I've been given the question:
Choose a Ring which is not an integral domain. Find non-zero polynomials $f,g \in R[x]$ such that $fg$ is non zero and $\deg(fg) \neq \deg(f) + \deg(g)$.
So to my understanding, if $a$ and $b$ are two non-zero elements of a ring R such that $ab = 0$, then $a$ and $b$ are called zero divisors. And an integral domain is a ring without said divisors.
Therefore for a ring to be a non-integral domain, I assume it would then contain these divisors, such that $ab = 0 \neq a$ and $0 \neq b$.
However I get stuck here, The question states that $f,g \neq 0$ and $fg \neq 0$, I can clearly see that you can have cases where (since it is not an integral domain) we could have $fg = 0 $ but $f,g \neq 0$ and be done with it. However I'm unsure how to show that these polynomials exist without this. As I can't think of any examples where $\deg(fg) = \deg(f) + \deg(g)$ doesn't hold
Best Answer
Well, work over the ring ${\Bbb Z}_6$, which has units $1,5$ and zero divisors $2,3,4$.
Take $f=2x+1$ and $g=3x+1$. Then $fg= 6x^2 + 2x+3x + 1 = 5x+1$ in ${\Bbb Z}_6[x]$.

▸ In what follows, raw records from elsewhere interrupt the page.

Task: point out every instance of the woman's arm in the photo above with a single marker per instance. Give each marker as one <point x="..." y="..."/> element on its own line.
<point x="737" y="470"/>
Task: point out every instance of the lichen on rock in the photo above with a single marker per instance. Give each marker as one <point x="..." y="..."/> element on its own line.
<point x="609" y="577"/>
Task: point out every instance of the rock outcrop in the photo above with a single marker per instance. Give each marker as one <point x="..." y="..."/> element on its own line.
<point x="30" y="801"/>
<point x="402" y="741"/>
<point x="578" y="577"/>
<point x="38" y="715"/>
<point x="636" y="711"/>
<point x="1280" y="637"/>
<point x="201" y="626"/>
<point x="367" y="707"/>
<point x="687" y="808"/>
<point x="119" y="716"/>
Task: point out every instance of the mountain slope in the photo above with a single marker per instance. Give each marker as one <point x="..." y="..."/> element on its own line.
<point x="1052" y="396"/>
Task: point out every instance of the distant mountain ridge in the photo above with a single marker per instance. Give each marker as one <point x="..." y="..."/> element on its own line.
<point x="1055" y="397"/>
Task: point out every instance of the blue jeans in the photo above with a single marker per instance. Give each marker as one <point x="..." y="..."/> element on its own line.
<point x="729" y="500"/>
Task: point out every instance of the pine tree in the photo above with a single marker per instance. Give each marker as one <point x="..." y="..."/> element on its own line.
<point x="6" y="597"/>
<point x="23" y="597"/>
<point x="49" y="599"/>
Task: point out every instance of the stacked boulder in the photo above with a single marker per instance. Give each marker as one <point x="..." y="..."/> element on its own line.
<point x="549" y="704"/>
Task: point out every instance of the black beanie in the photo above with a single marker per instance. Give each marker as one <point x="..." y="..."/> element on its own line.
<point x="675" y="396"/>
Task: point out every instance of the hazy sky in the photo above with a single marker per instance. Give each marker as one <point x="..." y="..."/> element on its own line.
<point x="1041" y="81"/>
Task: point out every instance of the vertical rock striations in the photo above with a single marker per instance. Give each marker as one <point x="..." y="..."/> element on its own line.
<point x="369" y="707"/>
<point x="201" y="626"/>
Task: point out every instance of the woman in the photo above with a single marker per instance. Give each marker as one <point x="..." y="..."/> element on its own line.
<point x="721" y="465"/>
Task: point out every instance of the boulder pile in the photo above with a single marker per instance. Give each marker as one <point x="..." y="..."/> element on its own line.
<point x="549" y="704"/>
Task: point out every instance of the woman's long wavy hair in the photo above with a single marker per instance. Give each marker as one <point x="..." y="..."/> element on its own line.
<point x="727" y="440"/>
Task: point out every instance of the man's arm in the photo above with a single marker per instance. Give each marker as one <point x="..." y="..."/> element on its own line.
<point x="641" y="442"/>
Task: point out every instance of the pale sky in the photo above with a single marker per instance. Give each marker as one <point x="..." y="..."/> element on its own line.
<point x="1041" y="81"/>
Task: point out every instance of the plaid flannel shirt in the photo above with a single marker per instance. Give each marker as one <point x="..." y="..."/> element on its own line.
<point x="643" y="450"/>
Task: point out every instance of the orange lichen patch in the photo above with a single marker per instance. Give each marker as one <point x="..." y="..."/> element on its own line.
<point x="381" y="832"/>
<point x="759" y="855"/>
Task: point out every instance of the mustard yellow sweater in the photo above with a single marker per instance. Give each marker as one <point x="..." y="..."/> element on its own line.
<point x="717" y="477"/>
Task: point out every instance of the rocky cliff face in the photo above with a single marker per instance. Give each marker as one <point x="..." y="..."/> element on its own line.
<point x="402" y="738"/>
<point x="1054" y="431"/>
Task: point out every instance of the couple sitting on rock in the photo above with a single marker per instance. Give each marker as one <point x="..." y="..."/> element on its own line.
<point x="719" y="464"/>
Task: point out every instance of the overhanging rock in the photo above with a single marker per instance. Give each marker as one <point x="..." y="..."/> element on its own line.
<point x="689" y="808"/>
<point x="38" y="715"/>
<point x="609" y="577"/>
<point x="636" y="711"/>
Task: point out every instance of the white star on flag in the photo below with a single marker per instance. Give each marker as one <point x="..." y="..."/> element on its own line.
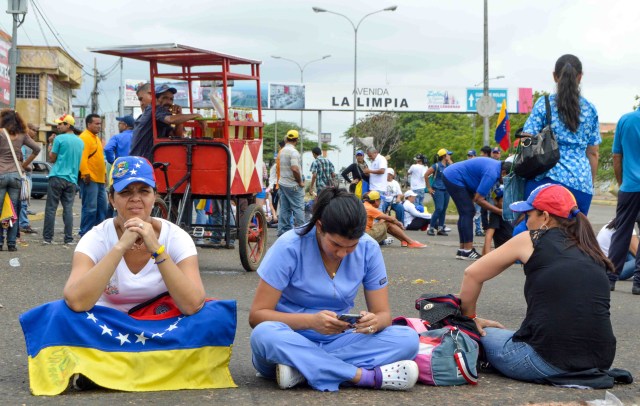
<point x="172" y="327"/>
<point x="106" y="330"/>
<point x="141" y="338"/>
<point x="123" y="338"/>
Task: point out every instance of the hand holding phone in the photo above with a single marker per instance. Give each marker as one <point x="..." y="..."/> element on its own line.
<point x="350" y="318"/>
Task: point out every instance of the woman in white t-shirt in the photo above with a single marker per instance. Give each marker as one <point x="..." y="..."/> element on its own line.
<point x="604" y="240"/>
<point x="417" y="180"/>
<point x="133" y="257"/>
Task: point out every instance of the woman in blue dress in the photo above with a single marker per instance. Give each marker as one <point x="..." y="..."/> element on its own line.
<point x="574" y="121"/>
<point x="309" y="278"/>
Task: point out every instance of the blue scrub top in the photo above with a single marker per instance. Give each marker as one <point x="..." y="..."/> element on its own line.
<point x="477" y="175"/>
<point x="293" y="265"/>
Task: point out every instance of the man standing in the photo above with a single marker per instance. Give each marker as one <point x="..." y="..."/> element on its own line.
<point x="120" y="144"/>
<point x="291" y="186"/>
<point x="377" y="171"/>
<point x="142" y="139"/>
<point x="626" y="166"/>
<point x="322" y="170"/>
<point x="65" y="154"/>
<point x="93" y="172"/>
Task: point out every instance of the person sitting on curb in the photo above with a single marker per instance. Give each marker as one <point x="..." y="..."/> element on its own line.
<point x="414" y="219"/>
<point x="310" y="277"/>
<point x="393" y="196"/>
<point x="385" y="224"/>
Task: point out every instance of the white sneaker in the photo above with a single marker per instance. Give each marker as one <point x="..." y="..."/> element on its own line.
<point x="401" y="375"/>
<point x="288" y="377"/>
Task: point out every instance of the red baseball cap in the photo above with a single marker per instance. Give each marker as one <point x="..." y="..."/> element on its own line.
<point x="554" y="199"/>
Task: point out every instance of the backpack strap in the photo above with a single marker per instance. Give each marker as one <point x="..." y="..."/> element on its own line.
<point x="413" y="322"/>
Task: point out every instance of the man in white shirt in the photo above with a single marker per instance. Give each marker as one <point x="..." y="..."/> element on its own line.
<point x="413" y="219"/>
<point x="377" y="171"/>
<point x="417" y="180"/>
<point x="392" y="196"/>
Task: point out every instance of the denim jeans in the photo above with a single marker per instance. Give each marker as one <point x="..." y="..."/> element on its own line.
<point x="11" y="183"/>
<point x="24" y="205"/>
<point x="441" y="201"/>
<point x="398" y="208"/>
<point x="59" y="191"/>
<point x="94" y="205"/>
<point x="291" y="203"/>
<point x="516" y="360"/>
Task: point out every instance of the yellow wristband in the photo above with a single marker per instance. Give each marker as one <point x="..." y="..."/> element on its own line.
<point x="158" y="252"/>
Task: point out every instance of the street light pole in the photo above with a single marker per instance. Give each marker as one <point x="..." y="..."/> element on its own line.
<point x="301" y="68"/>
<point x="355" y="63"/>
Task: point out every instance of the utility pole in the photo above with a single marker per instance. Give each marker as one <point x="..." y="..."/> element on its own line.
<point x="15" y="8"/>
<point x="94" y="93"/>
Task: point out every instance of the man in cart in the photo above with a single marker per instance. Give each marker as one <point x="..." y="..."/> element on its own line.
<point x="169" y="120"/>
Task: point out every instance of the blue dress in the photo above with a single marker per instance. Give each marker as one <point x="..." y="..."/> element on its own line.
<point x="573" y="169"/>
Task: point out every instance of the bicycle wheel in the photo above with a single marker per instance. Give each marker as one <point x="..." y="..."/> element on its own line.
<point x="252" y="237"/>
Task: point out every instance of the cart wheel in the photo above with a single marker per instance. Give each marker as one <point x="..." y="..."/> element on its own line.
<point x="252" y="235"/>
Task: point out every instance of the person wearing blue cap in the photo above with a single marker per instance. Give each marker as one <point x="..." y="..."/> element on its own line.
<point x="120" y="144"/>
<point x="168" y="115"/>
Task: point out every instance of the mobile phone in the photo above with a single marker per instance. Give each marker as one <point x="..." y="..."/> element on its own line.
<point x="350" y="318"/>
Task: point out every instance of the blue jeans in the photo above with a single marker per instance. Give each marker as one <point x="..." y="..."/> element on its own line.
<point x="464" y="203"/>
<point x="94" y="205"/>
<point x="516" y="360"/>
<point x="291" y="203"/>
<point x="59" y="191"/>
<point x="398" y="208"/>
<point x="441" y="201"/>
<point x="11" y="183"/>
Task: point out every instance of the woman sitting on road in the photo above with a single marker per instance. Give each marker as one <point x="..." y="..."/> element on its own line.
<point x="567" y="328"/>
<point x="309" y="278"/>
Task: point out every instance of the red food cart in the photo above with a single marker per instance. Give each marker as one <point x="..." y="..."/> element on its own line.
<point x="222" y="158"/>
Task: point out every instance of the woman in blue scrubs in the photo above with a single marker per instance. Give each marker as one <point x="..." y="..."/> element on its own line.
<point x="309" y="278"/>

Here is the generalization: Let $R$ be a commutative ring with zero divisors. Take the polynomials $$f = a_nx^n+\ldots+a_1x+a_0,\quad a_n\ne 0,$$ and $$g = b_mx^m+\ldots+b_1x+b_0, \quad b_m\ne 0,$$ in $R[x]$ with degrees $m,n\geq 1$. Then the product has the form $$fg = a_nb_m x^{n+m}+\mbox{(terms of order $<n+m$ in $x$)}.$$ If $a_nb_m=0$ (i.e., both zero divisors), then $\deg(fg)<n+m = \deg(f)+\deg(g)$.